Heat the vegetable oil in a large heavy saucepan over medium-high heat. You want the oil to shimmer but not smoke. This means it’s hot enough to start cooking your chicken.
Once the oil is hot, add the chicken pieces, cooking until they’re no longer pink, which takes about 5 to 7 minutes. Remove them from the pan and set aside, allowing the flavors to enhance the gumbo later.
Next, drop in the salted butter and let it melt, swirling it in the pan. Then, whisk in the all-purpose flour to create a roux. This step is crucial, so keep stirring!
Lower the heat to medium or medium-low. Cook the roux, stirring frequently for 30 minutes to one hour, until it reaches a dark chocolate brown color. This deep color adds a rich flavor to your Easy Gumbo.
Once your roux is dark enough, stir in the celery, yellow onion, and green bell pepper. Sauté these veggies until they’re nearly fork-tender, about 5 minutes. The aroma will be heavenly!
Season the mixture with the Cajun seasoning and garlic salt, stirring well to combine. Allow the flavors to meld for a few moments.
Gradually add in the low sodium chicken broth, one cup at a time, while stirring constantly. Make sure the sauce thickens before adding more; this ensures a rich texture.

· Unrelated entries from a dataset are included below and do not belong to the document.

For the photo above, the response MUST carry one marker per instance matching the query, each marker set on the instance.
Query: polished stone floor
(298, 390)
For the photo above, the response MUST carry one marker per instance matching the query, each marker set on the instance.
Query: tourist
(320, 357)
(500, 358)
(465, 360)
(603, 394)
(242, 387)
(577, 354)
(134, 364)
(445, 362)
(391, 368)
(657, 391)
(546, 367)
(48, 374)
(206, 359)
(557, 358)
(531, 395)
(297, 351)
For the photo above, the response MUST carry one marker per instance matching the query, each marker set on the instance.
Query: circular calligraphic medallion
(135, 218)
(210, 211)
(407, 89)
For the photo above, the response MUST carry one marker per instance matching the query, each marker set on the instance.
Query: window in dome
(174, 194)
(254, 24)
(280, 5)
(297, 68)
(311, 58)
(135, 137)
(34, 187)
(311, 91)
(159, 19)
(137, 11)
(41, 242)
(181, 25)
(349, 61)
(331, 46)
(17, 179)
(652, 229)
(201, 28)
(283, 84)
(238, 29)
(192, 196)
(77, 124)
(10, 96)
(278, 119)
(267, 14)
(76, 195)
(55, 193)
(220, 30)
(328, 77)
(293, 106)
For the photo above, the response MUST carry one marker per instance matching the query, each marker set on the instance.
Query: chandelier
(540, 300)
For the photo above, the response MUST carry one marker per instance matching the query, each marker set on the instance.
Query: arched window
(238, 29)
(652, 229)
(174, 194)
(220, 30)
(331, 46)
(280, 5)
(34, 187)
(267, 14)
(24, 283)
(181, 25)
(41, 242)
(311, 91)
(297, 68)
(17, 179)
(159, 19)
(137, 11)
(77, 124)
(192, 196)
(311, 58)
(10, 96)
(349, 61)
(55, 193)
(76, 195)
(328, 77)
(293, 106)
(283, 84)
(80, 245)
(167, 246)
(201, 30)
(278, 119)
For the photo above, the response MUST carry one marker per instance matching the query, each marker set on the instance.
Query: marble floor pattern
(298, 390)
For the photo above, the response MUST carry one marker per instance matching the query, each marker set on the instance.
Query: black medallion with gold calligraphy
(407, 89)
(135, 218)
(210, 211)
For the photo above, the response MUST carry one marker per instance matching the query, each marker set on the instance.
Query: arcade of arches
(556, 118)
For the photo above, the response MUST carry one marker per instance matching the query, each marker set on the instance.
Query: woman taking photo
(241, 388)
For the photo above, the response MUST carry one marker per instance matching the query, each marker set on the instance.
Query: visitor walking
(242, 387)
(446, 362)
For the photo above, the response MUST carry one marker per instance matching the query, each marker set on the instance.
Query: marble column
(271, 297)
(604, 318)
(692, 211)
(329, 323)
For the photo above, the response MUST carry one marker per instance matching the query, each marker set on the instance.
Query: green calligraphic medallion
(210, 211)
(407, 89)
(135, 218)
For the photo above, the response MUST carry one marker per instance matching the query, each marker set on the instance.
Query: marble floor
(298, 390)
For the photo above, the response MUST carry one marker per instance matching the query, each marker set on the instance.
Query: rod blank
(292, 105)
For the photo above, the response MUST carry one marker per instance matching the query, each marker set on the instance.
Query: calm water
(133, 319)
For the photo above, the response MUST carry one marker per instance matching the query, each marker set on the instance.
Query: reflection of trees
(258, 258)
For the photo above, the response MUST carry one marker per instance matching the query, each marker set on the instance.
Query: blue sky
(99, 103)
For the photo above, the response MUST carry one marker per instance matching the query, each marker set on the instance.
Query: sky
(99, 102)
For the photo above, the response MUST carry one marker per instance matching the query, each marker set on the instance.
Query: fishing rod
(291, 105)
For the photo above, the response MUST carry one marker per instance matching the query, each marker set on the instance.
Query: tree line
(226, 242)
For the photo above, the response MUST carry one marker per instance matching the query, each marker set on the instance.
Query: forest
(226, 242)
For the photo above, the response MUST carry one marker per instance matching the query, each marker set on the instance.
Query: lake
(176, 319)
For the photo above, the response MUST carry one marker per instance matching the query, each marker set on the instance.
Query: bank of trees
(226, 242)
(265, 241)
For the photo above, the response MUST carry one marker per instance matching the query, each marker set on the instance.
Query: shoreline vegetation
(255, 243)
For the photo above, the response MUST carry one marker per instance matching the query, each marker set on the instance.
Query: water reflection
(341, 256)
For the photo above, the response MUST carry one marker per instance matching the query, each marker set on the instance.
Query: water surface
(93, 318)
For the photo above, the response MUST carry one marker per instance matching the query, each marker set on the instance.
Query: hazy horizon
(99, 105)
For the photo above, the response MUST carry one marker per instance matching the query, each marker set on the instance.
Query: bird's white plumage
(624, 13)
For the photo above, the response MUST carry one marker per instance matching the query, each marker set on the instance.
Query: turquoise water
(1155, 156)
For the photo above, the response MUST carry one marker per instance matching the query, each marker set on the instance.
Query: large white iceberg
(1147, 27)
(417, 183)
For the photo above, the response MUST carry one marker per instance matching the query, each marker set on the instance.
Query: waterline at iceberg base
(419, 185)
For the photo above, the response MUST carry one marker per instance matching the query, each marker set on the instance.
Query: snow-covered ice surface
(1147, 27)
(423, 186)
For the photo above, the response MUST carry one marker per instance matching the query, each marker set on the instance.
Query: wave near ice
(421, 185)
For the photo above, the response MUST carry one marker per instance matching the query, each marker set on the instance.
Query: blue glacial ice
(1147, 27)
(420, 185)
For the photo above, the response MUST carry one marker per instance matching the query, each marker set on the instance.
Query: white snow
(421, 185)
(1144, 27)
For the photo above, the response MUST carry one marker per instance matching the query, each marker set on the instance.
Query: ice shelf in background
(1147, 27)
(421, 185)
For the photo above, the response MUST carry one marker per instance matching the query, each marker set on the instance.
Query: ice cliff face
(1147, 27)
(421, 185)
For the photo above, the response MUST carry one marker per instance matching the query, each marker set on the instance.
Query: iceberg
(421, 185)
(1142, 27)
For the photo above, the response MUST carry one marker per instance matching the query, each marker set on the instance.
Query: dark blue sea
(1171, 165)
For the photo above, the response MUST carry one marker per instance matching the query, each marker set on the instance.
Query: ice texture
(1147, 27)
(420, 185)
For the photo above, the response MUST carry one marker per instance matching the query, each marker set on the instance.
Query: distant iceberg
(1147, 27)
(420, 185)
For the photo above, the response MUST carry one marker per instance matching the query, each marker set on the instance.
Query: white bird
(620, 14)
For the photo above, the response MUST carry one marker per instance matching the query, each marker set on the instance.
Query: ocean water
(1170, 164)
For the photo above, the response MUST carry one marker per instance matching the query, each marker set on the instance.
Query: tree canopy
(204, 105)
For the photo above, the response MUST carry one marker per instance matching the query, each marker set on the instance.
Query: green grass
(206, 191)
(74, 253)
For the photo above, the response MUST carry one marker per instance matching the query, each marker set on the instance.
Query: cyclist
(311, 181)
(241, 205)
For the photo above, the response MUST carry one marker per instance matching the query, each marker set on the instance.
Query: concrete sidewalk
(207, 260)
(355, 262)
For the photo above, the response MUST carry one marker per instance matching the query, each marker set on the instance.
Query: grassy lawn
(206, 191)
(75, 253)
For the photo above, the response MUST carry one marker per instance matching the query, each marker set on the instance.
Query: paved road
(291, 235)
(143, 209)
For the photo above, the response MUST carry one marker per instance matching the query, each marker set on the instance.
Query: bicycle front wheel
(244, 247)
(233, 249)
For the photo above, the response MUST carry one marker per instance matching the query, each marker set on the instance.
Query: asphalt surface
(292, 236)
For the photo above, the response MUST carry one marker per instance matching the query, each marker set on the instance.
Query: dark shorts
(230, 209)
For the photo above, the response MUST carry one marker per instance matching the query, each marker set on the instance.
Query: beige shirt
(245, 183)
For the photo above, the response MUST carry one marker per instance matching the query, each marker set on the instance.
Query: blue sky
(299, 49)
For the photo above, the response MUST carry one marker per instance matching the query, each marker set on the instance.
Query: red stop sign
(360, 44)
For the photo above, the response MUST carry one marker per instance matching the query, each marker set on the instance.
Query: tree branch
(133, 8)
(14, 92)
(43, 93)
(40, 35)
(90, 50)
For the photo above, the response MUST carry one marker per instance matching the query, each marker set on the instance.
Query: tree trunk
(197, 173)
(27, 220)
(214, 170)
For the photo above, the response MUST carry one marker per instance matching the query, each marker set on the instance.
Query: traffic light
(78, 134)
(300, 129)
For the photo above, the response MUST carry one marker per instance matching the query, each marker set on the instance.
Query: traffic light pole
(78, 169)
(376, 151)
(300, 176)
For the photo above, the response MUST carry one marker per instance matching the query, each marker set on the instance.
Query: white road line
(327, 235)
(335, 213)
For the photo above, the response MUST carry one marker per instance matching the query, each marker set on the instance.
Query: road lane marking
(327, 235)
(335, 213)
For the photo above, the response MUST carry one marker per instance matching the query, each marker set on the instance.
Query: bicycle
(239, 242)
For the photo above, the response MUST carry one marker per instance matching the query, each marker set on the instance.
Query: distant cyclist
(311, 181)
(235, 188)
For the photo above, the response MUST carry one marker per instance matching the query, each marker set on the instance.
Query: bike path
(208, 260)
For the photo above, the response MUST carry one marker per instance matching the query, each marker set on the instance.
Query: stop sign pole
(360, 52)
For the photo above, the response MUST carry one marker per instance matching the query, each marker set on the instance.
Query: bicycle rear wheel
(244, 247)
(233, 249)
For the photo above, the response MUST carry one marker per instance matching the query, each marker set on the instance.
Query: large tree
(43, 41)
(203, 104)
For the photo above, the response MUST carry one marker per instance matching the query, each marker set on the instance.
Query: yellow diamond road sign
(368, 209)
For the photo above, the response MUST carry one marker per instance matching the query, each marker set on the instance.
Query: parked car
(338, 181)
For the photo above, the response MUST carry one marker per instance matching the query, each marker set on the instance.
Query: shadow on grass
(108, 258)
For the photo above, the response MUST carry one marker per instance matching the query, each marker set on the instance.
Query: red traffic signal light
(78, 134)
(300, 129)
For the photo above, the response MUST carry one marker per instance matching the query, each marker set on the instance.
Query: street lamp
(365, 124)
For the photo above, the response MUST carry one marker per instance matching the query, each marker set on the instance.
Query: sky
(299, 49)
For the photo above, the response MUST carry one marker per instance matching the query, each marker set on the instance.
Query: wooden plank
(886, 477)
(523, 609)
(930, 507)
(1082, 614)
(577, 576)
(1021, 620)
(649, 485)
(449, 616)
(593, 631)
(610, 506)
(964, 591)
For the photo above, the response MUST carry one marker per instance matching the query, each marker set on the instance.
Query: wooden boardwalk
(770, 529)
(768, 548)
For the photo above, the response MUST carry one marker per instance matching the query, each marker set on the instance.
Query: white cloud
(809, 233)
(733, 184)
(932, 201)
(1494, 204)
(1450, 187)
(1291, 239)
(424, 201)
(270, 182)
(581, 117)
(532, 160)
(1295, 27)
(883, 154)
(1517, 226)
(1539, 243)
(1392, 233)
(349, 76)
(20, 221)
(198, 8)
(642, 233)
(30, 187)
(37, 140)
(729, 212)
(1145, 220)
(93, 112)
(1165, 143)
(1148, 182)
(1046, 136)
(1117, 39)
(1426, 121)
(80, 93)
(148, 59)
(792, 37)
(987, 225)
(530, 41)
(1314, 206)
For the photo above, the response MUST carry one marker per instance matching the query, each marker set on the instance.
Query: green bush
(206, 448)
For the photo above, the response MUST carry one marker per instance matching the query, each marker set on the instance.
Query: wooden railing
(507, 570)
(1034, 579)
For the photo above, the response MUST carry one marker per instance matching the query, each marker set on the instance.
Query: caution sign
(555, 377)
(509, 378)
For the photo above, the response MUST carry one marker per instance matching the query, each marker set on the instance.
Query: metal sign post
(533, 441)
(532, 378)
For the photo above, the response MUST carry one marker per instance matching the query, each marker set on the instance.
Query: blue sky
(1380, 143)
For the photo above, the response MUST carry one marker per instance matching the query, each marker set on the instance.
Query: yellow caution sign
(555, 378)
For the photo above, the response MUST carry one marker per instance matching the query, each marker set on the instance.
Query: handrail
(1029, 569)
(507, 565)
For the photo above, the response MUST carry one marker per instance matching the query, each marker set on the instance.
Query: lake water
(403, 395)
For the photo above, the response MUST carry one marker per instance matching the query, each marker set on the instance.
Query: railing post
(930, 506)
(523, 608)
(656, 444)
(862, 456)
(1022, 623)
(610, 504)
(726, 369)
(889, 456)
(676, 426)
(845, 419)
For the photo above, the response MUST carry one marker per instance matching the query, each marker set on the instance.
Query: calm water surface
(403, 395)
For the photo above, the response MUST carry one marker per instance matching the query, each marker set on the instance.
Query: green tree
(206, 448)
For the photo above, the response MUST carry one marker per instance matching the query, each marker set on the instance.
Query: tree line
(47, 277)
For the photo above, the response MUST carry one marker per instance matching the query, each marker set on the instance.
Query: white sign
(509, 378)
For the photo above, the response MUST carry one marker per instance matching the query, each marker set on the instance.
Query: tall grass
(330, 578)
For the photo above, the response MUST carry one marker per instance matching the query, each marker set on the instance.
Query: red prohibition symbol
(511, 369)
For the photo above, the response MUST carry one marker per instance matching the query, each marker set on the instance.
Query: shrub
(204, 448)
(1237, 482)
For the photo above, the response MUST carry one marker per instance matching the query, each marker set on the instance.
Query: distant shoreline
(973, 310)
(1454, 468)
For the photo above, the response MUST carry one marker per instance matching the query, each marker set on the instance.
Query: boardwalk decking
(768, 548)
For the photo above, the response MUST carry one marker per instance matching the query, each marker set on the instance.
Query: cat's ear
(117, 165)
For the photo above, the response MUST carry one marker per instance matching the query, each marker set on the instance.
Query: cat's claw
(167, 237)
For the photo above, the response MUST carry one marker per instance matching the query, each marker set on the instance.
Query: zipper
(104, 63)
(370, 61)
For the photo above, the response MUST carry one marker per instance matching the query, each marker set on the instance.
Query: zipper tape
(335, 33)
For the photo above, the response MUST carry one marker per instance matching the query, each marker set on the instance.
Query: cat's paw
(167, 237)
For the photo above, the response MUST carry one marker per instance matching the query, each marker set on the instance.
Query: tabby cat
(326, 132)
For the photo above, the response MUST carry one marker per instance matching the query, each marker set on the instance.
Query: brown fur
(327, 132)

Bring the mixture to a gentle simmer, uncovered. If the sauce is still a bit thin, let it cook for 5 to 10 more minutes until it thickens slightly.
Once thickened, return the cooked chicken and add the andouille sausage back into the pot, allowing it to simmer together.
Finally, add in the raw large shrimp. Cook until the shrimp curl and turn opaque, about 5 minutes. This adds a delightful seafood element to your Easy Gumbo.
Plate your gumbo warm, and if desired, serve it over rice with a sprinkle of green onions on top as an optional garnish. Enjoy every delicious bite!